Parte da Riccione ICAR la VII Conferenza italiana su Aids e retrovirus. 800 gli specialisti attesi. Sull’epatite C, focus su nuovi farmaci e sostenibilità: “una cura che costa tra i 25 ai 30mila euro per trattamento”
Le associazioni dei pazienti e la Società Italiana di Malattie Infettive e Tropicali richiamano l’attenzione dell’Agenzia Italiana del Farmaco (AIFA) e del Ministero affinché i pazienti coinfetti possano essere considerati categoria prioritaria per il trattamento dell’epatite C. E’ entrato in vigore in Italia la determinazione di prezzo e rimborso, pubblicata in Gazzetta Ufficiale di Daclatasvir, un potente inibitore pan-genotipico del complesso di replicazione NS5A , per l’uso in associazione con altri medicinali nei genotipi 1, 3 e 4 per il trattamento dell’infezione cronica da virus dell’epatite C (HCV) in pazienti adulti. “L’arrivo di un nuovo farmaco nella prescrivibilità del trattamento da Epatite C – afferma il Prof. Massimo Andreoni, Presidente SIMIT, Società Italiana Malattie Infettive e Tropicali – è un’ottima notizia sia per medici, sia per pazienti, che avranno un ulteriore strumento nella lotta contro l’infezione, ma anche per il problema della sostenibilità economica, perché più farmaci vi sono o vi saranno sul mercato, più i costi della terapia saranno ridotti”.
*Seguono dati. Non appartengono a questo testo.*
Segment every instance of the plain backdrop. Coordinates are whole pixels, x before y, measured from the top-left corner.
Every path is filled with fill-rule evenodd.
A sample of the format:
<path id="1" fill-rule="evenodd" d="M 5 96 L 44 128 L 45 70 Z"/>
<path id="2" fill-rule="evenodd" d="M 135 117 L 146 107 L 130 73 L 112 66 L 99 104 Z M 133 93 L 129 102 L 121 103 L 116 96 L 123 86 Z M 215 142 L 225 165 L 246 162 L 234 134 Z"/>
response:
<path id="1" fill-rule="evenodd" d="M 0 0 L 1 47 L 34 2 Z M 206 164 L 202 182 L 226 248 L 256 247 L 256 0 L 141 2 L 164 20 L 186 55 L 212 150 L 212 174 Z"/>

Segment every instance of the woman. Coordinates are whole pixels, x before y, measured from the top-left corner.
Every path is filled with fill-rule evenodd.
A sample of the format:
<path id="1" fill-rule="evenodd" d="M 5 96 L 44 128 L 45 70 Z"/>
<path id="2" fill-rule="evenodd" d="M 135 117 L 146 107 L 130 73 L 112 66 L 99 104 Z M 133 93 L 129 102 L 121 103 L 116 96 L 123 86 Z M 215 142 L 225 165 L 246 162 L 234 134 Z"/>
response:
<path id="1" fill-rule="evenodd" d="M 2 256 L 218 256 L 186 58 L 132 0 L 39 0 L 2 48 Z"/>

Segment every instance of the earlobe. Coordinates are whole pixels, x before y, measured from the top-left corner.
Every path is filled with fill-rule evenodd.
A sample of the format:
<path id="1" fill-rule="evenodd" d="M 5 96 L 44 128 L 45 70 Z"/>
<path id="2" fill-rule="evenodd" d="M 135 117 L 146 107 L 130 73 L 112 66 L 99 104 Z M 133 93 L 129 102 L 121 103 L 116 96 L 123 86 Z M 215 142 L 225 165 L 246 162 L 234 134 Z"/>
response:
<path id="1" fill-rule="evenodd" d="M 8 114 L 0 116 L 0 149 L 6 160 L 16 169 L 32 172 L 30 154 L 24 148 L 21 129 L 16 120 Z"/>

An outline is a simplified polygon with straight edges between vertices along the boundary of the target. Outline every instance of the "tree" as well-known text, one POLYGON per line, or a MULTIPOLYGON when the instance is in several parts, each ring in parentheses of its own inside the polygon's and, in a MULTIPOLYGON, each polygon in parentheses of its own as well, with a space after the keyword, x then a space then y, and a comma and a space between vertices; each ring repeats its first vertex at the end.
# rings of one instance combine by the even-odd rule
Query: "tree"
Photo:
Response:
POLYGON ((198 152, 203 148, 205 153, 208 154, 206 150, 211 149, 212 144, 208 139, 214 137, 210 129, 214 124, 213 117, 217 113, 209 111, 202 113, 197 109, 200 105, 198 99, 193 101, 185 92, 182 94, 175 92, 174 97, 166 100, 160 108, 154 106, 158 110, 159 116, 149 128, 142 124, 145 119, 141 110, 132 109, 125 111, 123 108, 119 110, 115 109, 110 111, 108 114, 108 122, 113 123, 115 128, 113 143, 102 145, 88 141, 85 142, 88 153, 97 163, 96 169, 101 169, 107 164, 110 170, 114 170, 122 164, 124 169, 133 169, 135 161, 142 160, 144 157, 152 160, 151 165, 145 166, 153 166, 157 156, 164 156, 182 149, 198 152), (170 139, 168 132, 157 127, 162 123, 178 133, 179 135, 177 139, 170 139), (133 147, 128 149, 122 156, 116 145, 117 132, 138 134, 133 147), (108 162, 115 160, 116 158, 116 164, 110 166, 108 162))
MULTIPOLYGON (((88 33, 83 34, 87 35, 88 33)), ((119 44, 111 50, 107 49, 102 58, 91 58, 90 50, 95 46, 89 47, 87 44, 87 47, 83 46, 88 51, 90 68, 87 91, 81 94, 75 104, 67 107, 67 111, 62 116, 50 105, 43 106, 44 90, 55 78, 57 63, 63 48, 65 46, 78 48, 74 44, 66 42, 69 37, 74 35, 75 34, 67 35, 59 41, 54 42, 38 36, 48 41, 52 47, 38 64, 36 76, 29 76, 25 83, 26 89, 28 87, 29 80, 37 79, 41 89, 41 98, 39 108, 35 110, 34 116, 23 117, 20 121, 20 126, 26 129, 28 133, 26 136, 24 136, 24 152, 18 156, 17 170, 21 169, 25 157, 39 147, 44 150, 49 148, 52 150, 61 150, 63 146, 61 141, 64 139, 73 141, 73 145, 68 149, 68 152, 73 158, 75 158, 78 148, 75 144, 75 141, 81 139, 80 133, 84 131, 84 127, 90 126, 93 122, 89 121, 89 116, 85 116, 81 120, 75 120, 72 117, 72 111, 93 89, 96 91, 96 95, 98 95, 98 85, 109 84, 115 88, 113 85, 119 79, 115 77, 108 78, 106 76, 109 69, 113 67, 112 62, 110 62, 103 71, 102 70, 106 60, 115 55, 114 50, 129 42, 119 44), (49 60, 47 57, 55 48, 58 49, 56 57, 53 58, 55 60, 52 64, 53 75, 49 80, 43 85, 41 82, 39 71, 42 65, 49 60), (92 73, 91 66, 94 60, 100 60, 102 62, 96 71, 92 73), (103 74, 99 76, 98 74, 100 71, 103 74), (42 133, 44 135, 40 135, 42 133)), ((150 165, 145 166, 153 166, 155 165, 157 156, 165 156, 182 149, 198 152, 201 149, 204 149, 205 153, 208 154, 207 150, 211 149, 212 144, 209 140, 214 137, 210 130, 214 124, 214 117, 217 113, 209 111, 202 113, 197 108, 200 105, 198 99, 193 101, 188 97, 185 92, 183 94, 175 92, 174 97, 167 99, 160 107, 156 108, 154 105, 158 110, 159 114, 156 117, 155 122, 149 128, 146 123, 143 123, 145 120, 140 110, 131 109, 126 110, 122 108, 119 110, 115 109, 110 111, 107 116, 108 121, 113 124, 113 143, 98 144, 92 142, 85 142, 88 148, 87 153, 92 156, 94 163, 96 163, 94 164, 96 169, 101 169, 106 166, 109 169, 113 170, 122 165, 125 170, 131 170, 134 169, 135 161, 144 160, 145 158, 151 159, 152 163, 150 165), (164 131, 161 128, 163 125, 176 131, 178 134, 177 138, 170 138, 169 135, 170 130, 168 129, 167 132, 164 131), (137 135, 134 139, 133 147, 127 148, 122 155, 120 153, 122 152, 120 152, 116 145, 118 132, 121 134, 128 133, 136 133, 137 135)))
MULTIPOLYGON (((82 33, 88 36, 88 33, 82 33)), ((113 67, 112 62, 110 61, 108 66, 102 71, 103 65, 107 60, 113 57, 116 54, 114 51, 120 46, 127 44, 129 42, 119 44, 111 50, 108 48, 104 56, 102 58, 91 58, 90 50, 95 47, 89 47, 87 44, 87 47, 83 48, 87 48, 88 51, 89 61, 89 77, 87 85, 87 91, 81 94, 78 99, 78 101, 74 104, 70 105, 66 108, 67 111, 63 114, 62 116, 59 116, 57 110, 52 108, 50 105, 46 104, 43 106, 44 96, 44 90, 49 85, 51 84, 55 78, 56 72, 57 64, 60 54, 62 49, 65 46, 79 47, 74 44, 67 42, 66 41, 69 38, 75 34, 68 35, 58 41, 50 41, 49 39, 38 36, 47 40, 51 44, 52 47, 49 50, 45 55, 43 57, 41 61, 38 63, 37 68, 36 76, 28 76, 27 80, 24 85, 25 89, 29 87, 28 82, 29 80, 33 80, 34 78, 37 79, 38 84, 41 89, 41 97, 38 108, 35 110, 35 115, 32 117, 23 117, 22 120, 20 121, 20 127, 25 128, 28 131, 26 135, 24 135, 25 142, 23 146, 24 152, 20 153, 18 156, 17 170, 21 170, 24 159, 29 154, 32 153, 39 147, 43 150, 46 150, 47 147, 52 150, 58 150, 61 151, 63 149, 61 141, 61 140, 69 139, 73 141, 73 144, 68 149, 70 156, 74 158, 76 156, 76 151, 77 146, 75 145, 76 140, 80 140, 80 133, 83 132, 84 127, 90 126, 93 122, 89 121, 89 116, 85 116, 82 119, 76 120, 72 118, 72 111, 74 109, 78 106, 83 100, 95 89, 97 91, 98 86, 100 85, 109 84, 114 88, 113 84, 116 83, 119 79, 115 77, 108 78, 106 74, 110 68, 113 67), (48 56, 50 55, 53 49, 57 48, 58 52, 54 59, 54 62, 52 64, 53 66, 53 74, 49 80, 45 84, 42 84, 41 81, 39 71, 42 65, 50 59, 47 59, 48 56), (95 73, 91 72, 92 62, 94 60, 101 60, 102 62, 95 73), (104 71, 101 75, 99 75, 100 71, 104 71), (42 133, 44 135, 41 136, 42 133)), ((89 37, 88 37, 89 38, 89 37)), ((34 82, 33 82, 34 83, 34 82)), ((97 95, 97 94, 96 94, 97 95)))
NUOVE LINEE GUIDA EUROPEE – Sono state presentate negli ultimi giorni le nuove linee guida europee per la cura dell’Epatite C: massima attenzione sulla questione della sostenibilità e sull’arrivo di nuovi ulteriori farmaci. Ma ancora più importante è stato il richiamo su come i pazienti con coinfezione Hiv ed Epatite, sebbene il trattamento abbia probabilità di risposta identiche a quelle del paziente monoinfetto, abbiano una evoluzione di malattia molto più rapida rispetto a quello monoinfetto e debbano pertanto avere un accesso prioritario alla terapia. In base a questo dato, confermato da altre ricerche della letteratura scientifica, le associazioni dei malati e la Società Italiana di Malattie Infettive e Tropicali richiamano l’attenzione dell’Agenzia Italiana del Farmaco (AIFA) e del Ministero affinchè i pazienti coinfetti possano essere considerati categoria prioritaria per il trattamento dell’epatite C.
COSTI E OBIETTIVI – “Una discussione – spiega una dei tre presidenti del Congresso Prof.ssa Cristina Mussini che sarà riproposta e approfondita proprio durante il congresso, con gli epatologi della SIMIT e con quelli di AISF, che presenteranno lavori al fine di promuovere questa sensibilità. Infatti, sarebbe importante che, come sottolineano le nuove Linee Guida Europee, anche in Italia i pazienti con co-infezione HIV-HCV possano avere accesso ai nuovi farmaci in presenza di un grado di fibrosi anche lieve.